Taking the wrong hit or missing a jump in your Zord can cost you one of your limited lives, and it’s hard to dodge all of the stuff coming at you because there’s often so much on-screen at once. Certain Zord segments took my co-op partner and I several tries just because we kept losing lives to single hits or missed jumps. When they work, these segments are great, and provide some interesting differentiation between characters (the Pink Ranger’s pterodactyl is unique in that it can fly, for instance, making it easier to avoid attacks). When they don’t, however, they can be pretty miserable. Every continue I spent during Rita’s Rewind was in a Zord level. There’s certainly more good than bad here, but the bad… well, it’s notable.

The Super Scaler levels can be a bit of a mixed bag.

The Megazord sections, which serve as the cap to any given boss fight, are also more mixed. You can’t lose during these encounters, which is awesome, but they can be frustrating in a different way. You pilot the Megazord in first person, dodging the boss’s ranged attacks and charged strikes until you can get close enough to land some punches, which charges your Power Sword, in stages, for the final blow. Getting hit knocks you back and you lose any charge in a stage you haven’t fully built up (and in co-op, taking enough hits switches pilots, as well). That’s all fine and good, but the issue is that the boss can just jump away from you when you get close, so your goal is not only to get in without making too many mistakes, you also have to get lucky and hope the boss actually lets you punch them. And if you’re bad at dodging their projectiles, it can get very old, very quickly, especially in co-op. (In another bizarre twist, these levels add a lot more to your score than the beat ‘em up levels do, which feels odd given that Rita’s Rewind is a beat ‘em up first and foremost.)

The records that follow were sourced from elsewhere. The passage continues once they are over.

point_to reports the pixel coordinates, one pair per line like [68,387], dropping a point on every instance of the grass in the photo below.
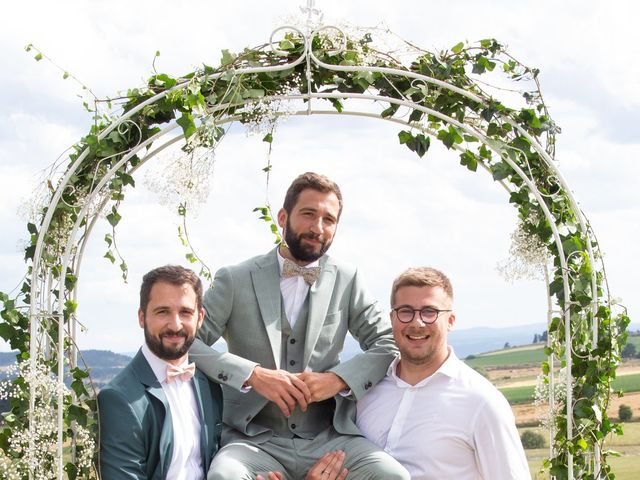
[516,395]
[627,383]
[625,467]
[524,394]
[635,339]
[512,356]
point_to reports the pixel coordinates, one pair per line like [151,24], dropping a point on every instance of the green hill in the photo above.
[517,356]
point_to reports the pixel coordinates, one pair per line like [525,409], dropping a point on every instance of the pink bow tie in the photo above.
[183,374]
[290,269]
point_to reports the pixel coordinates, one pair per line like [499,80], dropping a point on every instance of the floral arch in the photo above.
[315,70]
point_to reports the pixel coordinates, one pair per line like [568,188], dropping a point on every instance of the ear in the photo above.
[282,218]
[451,321]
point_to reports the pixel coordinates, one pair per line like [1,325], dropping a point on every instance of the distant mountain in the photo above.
[104,364]
[471,341]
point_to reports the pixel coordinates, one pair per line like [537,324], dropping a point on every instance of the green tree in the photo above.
[531,439]
[629,351]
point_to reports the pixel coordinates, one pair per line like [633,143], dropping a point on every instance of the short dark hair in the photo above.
[173,274]
[421,277]
[314,181]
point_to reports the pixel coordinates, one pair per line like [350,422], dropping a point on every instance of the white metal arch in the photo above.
[43,281]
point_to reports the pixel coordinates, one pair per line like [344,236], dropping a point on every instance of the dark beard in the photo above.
[300,252]
[157,347]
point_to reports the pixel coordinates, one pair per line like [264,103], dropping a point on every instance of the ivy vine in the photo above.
[466,118]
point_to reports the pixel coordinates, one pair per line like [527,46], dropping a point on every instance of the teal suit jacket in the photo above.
[244,307]
[136,434]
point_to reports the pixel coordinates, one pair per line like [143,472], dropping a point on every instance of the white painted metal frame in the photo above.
[43,280]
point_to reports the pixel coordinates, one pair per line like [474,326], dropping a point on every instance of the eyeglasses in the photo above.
[427,314]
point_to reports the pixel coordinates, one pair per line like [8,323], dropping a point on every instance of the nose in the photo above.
[418,319]
[316,226]
[175,322]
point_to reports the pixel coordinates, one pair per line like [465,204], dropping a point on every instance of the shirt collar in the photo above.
[158,365]
[281,261]
[450,368]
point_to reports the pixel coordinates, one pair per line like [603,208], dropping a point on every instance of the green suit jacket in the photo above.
[244,307]
[136,434]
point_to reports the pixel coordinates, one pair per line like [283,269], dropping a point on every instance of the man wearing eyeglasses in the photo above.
[434,414]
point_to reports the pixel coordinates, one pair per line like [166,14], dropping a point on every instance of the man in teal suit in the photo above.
[284,316]
[161,418]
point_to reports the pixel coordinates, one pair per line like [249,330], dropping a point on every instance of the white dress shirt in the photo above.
[452,425]
[294,290]
[186,461]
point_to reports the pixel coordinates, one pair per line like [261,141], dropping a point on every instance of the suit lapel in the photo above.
[204,407]
[149,380]
[319,298]
[266,284]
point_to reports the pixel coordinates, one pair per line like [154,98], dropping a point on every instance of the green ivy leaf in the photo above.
[501,170]
[469,160]
[458,47]
[449,137]
[187,124]
[109,256]
[114,217]
[228,58]
[404,137]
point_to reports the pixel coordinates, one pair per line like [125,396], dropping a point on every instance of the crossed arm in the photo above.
[329,467]
[287,389]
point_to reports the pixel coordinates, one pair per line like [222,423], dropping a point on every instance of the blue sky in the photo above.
[399,210]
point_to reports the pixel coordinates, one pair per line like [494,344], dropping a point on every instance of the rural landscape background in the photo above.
[513,367]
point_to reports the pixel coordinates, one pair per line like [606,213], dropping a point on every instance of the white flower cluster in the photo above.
[182,178]
[265,114]
[545,392]
[528,257]
[33,451]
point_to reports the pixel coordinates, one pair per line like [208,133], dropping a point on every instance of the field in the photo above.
[514,371]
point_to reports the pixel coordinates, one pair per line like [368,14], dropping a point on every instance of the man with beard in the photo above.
[284,316]
[434,414]
[160,418]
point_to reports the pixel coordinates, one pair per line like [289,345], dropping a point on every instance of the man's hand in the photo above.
[271,476]
[329,467]
[322,385]
[281,387]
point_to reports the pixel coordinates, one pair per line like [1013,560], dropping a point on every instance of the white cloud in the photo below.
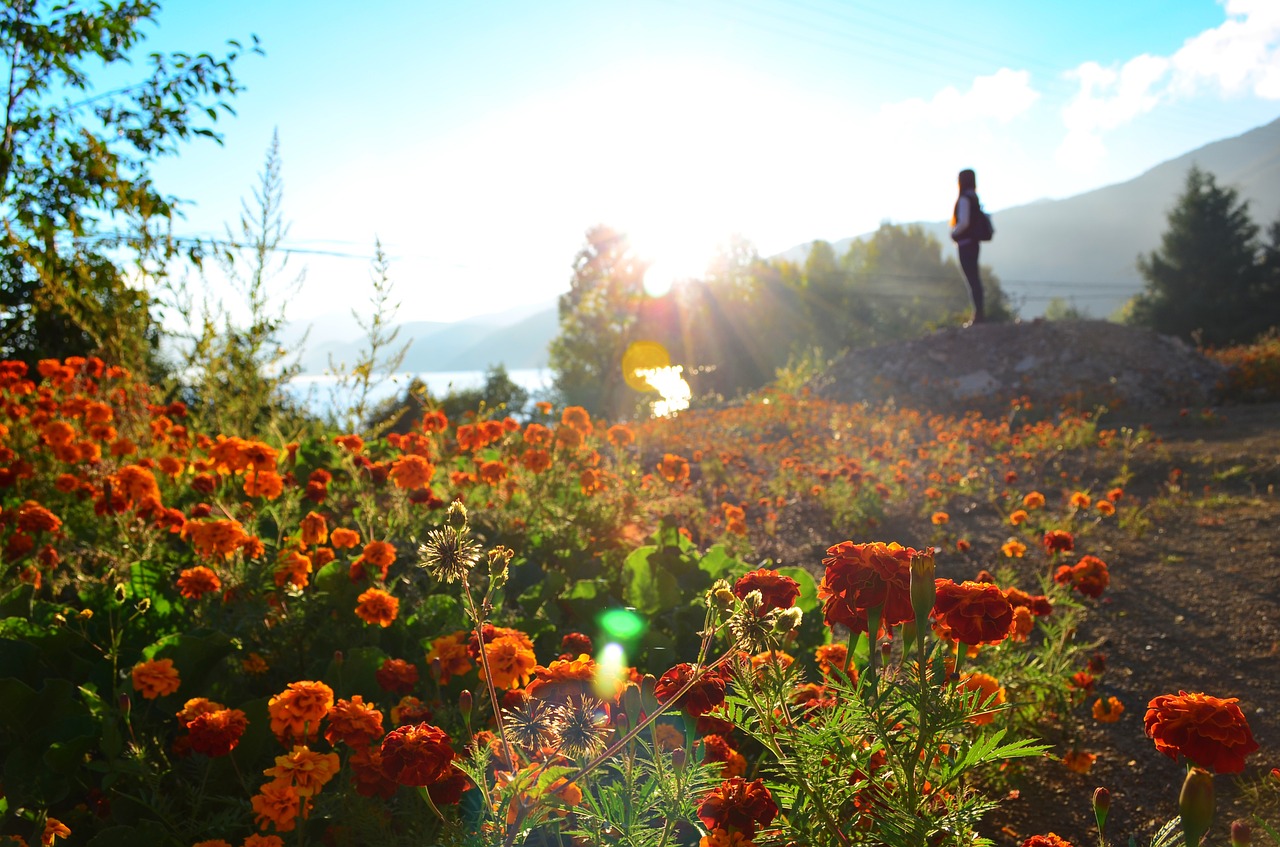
[1239,56]
[1001,96]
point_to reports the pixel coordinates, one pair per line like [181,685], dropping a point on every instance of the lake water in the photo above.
[318,390]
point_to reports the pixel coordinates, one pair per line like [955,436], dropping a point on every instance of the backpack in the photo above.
[979,223]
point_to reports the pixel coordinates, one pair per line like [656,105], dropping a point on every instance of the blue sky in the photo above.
[480,140]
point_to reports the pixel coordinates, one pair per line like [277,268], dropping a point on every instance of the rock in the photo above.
[988,367]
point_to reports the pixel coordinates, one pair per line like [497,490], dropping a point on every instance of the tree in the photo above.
[80,210]
[1210,280]
[598,316]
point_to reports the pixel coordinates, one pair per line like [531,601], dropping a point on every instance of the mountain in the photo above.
[1084,248]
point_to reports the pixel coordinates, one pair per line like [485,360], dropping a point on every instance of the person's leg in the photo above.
[969,265]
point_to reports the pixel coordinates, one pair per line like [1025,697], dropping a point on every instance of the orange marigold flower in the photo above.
[297,712]
[832,657]
[156,678]
[1107,709]
[264,484]
[353,722]
[343,538]
[412,472]
[277,804]
[312,530]
[577,417]
[991,695]
[1059,541]
[305,769]
[216,733]
[535,459]
[54,829]
[974,612]
[1079,761]
[448,657]
[293,568]
[673,468]
[1013,549]
[777,591]
[33,517]
[376,607]
[739,805]
[511,659]
[197,581]
[417,755]
[1210,732]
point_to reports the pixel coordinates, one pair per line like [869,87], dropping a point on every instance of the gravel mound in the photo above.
[1077,365]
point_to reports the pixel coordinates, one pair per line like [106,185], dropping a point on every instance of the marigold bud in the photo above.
[1101,806]
[924,590]
[1196,804]
[457,516]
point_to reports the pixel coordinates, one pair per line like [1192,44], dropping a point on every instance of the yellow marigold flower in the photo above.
[511,660]
[305,769]
[277,804]
[1107,709]
[155,678]
[376,607]
[451,651]
[296,712]
[1013,549]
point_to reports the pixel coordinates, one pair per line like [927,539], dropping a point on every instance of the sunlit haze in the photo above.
[479,141]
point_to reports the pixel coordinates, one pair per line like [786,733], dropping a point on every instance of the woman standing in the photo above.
[963,218]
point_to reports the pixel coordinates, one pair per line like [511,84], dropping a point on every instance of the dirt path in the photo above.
[1194,604]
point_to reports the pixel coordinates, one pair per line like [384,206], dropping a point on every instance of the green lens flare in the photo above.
[622,625]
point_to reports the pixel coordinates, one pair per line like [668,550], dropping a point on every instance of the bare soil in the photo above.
[1193,605]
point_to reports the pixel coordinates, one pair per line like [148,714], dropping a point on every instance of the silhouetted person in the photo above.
[967,241]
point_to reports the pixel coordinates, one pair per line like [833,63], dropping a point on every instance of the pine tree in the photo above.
[1208,280]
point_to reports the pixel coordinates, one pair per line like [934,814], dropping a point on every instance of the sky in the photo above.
[479,141]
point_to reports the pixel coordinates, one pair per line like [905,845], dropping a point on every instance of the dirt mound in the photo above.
[986,367]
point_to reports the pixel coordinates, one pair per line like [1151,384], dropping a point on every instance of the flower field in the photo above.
[769,623]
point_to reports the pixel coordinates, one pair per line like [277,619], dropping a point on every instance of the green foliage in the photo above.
[76,191]
[598,317]
[1211,280]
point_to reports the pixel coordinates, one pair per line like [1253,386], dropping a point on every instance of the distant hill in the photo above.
[1084,247]
[515,338]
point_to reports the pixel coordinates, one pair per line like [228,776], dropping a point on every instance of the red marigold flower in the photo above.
[197,581]
[417,755]
[864,576]
[707,694]
[777,590]
[1046,841]
[974,612]
[353,722]
[1059,541]
[1210,732]
[739,805]
[215,733]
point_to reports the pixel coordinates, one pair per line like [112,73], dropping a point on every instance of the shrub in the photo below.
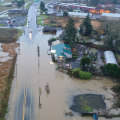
[78,73]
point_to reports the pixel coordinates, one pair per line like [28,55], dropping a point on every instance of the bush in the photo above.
[116,88]
[78,73]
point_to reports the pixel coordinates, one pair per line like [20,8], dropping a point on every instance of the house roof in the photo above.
[60,49]
[67,51]
[109,57]
[111,15]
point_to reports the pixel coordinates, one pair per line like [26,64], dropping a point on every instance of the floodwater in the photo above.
[33,73]
[4,56]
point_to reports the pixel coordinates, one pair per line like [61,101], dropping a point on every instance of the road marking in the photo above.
[24,103]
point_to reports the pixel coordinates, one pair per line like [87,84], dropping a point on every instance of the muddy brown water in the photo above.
[30,81]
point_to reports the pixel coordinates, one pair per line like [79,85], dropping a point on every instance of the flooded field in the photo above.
[32,74]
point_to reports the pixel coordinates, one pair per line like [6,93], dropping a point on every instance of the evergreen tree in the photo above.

So the Super Scaler levels are a mixed bag, but the additional one-off ideas certainly aren’t. Whether it’s a Super Scaler section aboard a rollercoaster, the obligatory elevator level, or wild time travel mechanics, Rita’s Rewind is at its best when it’s experimenting. Take the time travel, for instance. Sometimes, Rita’s goons will have large tanks carrying the crystals that make time travel possible – damaging these tanks will cause time to rewind, putting you and your enemies in exactly the same place you were before the attack. It also resets your super bar, so you can spend it, trigger the rewind, and do it all over again until you take out the crystal. It encourages smart play while livening up otherwise standard encounters.

Speaking of cool one-offs, between missions you’ll hang out at the Juice Bar, where you can talk to professional losers Bulk and Skull, check in with Ernie, and see how any of the characters you’ve rescued over the course of the adventure, like Mr. Caplan and Ms. Appleby, are doing. The coolest thing about the Juice Bar, though, is the arcade games you can play. These are brand new, original games designed to answer one simple question: what arcade games were the Power Rangers playing during their downtime?

Each one is missing a part, but if you find it out in one of Rita’s Rewind’s levels, you unlock that game for good. They’re pretty grand, whether you’re playing Karate Chopshop (think Mortal Kombat’s Test Your Might), Drive Bomber (a racing game where you try to blow up other cars and avoid the damage your bombs cause), or Nanopilot (Asteroids, but you’re trying to protects cells from invading viruses). They’re really fun, and my co-op partner and I often found ourselves stopping by for a run or two between missions. If I have one complaint about the Juice Bar, it’s that I wish you could change Rangers here between missions instead of having to back all the way out and re-select your save file. That’s kind of a bummer, especially since there’s no option to switch Rangers if you need to use a continue.

That said, Rita’s Rewind isn’t short on replay value. Beating the campaign unlocks the Green Ranger to enable that sixth (currently non-PlayStation) co-op slot, and there’s high scores to chase, S-ranks and deathless runs to achieve, new difficulties to conquer, collectibles to find, and a speed run mode. There’s plenty to do here after you’ve rolled credits for the first time, and I can see Rita’s Rewind becoming a staple in my beat ‘em up library.